As the community's thoughts turn to the less fortunate, Dickinson was quick to remind that there are plenty of "real ways" for people to support WCSS throughout the year. Volunteers are welcome to the food bank every Monday from 10 a.m. to noon, and those with FoodSafe certification are needed to cook hot lunches on Mondays as well for food-bank clients, staff and volunteers. Residents are also encouraged to donate to the Re-Use-It Centre, which helps fund all WCSS programs.

Warm clothing is especially needed during the winter months, particularly this year when many are feeling the impacts of Whistler's housing shortage.

"We are definitely spending more time stocking the Whistler Fire Department, the Visitors Centre and our team with warm socks and additional layers for people who may be finding themselves out in the cold more than the rest of us," Dickinson said. The WCSS has seen a rise in demand for its Taxi Program, which sends those in need to Squamish's emergency shelter free of charge.

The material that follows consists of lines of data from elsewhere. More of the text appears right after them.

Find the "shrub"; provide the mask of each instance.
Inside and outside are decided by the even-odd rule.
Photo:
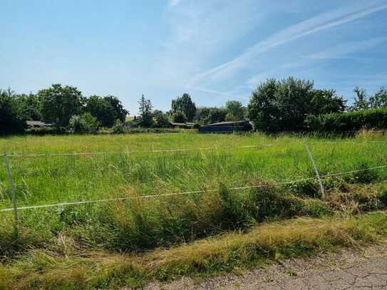
[[[96,117],[89,113],[72,116],[69,128],[76,133],[93,133],[98,130],[100,123]]]
[[[115,120],[112,129],[114,134],[122,134],[125,132],[123,123],[120,119]]]
[[[387,128],[387,108],[309,115],[306,127],[312,131],[341,133],[362,128],[384,129]]]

As of mid-December, around 25 people had travelled to the shelter, compared to 20 last year and less than 10 in 2014 when the program began.

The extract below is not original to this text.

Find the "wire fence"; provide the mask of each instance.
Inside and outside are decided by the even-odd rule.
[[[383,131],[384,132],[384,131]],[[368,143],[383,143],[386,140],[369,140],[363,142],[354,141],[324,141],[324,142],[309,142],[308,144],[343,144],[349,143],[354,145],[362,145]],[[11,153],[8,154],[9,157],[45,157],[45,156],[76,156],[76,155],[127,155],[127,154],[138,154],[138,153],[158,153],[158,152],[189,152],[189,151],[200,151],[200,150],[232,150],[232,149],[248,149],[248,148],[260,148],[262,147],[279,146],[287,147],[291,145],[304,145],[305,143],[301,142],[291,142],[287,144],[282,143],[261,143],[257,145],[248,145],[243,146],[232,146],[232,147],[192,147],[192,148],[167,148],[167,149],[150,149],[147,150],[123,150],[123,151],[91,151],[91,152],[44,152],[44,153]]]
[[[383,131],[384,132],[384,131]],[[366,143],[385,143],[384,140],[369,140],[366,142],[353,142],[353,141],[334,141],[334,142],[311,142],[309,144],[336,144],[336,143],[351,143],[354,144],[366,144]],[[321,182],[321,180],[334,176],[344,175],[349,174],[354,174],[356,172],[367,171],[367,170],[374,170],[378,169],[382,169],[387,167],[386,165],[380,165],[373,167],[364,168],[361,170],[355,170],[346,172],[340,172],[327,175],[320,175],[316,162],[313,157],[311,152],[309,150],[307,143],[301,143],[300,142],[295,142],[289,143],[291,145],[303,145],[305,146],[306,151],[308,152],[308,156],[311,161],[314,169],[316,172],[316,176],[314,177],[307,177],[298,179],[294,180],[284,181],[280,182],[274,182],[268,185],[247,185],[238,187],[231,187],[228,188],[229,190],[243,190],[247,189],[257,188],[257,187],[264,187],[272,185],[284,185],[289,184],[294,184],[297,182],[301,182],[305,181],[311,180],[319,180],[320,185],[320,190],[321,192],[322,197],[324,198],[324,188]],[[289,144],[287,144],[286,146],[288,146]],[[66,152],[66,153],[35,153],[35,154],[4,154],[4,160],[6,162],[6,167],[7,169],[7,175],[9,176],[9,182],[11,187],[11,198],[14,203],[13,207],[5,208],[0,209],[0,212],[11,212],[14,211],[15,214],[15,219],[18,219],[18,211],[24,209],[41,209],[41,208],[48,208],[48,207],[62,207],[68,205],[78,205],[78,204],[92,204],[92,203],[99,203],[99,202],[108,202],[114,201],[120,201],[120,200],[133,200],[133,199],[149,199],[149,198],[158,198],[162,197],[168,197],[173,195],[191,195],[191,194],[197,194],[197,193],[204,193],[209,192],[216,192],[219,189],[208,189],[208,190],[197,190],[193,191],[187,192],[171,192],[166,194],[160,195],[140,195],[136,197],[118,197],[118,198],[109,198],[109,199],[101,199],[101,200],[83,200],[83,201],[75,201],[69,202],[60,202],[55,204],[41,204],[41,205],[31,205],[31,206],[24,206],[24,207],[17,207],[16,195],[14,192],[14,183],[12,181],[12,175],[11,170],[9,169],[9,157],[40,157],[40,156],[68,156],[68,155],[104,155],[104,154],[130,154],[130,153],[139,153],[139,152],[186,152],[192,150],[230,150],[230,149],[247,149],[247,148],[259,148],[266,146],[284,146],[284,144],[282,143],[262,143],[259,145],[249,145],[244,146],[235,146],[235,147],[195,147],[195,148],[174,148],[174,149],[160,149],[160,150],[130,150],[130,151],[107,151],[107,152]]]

Over at the Community Foundation of Whistler (CFOW), the non-profit is encouraging residents to shine a light on the good deeds of others in the community through its UnSelfie campaign. Tag your Facebook or Twitter post until Christmas Day with the #WhistlerUNselfie tag.

CFOW director Carol Coffey also took the chance to debunk the "charitable overhead myth" that often prevents people from donating to non-profits.

"I still hear people make comments that they'll judge a charity based on how much money they spend on overhead or administrative costs. They don't want to see their money go to that sort of thing, but in fact research has shown that it's important charities do invest in training, staff, infrastructure, etc. in order to be effective," she said. "The important thing is to look at what the impact (charities) are having on the community. Are they transparent in their reporting? And for donors, first and foremost, do they speak to your values and what you believe in? Is their mission meaningful to you?"

No matter how you give back, no act of charity is too small, Dickinson said.

"Sometimes we associate volunteering with a large time commitment or a big monetary donation, but it's the simplest and smallest things that have the power to make the most difference," she said. "So what I would say to people around the holiday season is: do what you can, give what you can, because it's enough. It really is."